Performing routine cluster monitoring

Establish a schedule for monitoring your Cloud Pak for Data deployments on Red Hat® OpenShift® Container Platform.

The health of your cluster can have a huge impact on the health of your Cloud Pak for Data deployments.

Who should perform this task?
A cluster administrator must perform this task.
How frequently should you perform this task?

It is recommended that you perform this task at least once per day or once per shift.

However, if there is a large variation in the number of concurrent users or jobs, it is recommended that you perform this task more frequently during peak activity.

Your routine should include the following tasks:

  1. If your storage is remote, ensure that your network is running at 10 Gbps or greater.
  2. Run the storage performance validation playbook to confirm that there are no underlying performance issues with your persistent storage.
  3. Review the monitoring data from the OpenShift Container Platform web console.
    Important: Ensure that you enable monitoring for the user-defined projects where Cloud Pak for Data software is installed.

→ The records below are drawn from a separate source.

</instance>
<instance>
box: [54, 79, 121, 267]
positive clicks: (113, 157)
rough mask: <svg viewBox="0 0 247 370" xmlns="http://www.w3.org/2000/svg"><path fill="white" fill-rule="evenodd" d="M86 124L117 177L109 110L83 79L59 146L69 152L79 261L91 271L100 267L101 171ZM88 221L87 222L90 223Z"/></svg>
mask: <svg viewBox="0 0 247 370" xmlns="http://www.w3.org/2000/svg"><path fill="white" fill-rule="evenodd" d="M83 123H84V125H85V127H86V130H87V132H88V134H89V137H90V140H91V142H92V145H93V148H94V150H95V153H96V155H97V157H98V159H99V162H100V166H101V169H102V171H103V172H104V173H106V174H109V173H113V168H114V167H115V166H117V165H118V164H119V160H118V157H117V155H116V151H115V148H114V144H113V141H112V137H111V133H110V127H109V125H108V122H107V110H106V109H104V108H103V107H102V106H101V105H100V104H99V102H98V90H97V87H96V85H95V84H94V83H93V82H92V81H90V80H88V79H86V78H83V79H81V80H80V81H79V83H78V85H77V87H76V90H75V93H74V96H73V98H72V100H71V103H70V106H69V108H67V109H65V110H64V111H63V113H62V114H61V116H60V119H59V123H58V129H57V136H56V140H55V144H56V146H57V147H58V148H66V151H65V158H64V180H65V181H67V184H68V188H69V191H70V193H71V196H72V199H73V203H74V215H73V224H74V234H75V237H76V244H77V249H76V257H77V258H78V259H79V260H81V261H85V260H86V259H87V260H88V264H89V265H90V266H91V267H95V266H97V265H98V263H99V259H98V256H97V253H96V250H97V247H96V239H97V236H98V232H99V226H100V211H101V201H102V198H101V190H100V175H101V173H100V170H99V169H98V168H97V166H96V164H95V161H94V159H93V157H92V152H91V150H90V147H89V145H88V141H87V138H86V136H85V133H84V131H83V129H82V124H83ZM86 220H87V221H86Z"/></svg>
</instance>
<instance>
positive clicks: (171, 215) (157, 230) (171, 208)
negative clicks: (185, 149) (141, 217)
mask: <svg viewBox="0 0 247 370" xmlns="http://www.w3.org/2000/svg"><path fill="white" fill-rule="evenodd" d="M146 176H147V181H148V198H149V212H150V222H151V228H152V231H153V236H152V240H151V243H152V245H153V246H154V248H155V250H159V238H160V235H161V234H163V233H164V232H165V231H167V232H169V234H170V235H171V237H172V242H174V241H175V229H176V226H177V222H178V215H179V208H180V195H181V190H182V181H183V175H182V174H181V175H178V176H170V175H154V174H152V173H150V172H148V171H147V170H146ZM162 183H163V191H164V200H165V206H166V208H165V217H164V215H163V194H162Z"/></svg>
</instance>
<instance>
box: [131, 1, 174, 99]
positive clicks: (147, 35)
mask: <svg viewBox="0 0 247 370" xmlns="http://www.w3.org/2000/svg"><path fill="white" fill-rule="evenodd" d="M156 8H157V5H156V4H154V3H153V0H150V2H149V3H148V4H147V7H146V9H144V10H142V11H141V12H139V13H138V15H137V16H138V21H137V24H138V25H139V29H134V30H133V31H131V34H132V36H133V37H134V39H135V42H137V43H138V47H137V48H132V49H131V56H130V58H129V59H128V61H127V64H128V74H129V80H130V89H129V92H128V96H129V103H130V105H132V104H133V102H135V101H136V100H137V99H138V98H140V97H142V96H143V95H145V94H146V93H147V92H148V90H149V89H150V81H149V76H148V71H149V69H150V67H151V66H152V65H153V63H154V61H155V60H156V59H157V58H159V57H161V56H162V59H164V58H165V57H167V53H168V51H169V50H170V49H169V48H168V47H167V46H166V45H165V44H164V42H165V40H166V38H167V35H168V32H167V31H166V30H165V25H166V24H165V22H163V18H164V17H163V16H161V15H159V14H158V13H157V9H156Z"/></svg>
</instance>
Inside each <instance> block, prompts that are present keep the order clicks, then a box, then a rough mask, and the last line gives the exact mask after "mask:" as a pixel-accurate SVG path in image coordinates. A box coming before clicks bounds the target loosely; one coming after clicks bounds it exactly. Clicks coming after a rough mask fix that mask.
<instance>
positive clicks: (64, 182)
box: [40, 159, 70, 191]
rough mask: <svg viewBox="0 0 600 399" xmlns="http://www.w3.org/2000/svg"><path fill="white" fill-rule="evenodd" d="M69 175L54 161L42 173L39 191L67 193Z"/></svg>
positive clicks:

  4. Relevant OpenShift documentation

    OpenShift Version Resources
    Version 4.10
    Version 4.12
  5. Review the following dashboards:

    • API Performance
    • Kubernetes / Compute Resources / Cluster
    • Kubernetes / Compute Resource / Node (Pods)
    • Kubernetes / Compute Resources / Namespace(Pods)
  6. Check the status of the Operand Deployment Lifecycle Manager objects on the cluster:
    1. Confirm that the catalog sources on the cluster are Ready:
      oc get catalogsource -A \
      -o jsonpath="{range .items[*]}{.metadata.name}{': '}{.status.connectionState.lastObservedState}{'\n'}{end}"
    2. Get information about the Cloud Pak for Data operator subscriptions to determine the channel and to confirm that the current CSV is the same as the installed CSV:
      oc get subscription -n ${PROJECT_CPD_INST_OPERATORS} \
      -o jsonpath="{range .items[*]}{.metadata.name}{' - channel: '}{.spec.channel}{', installedCSV: '}{.status.installedCSV}{', currentCSV: '}{.status.currentCSV}{'\n'}{end}"
    3. Confirm that the operator deployments are ready and have available replicas:
      oc get deploy -n ${PROJECT_CPD_INST_OPERATORS}
    4. Check the status of the operator pods and determine whether any of the pods have been restarted:
      oc get pods -n ${PROJECT_CPD_INST_OPERATORS}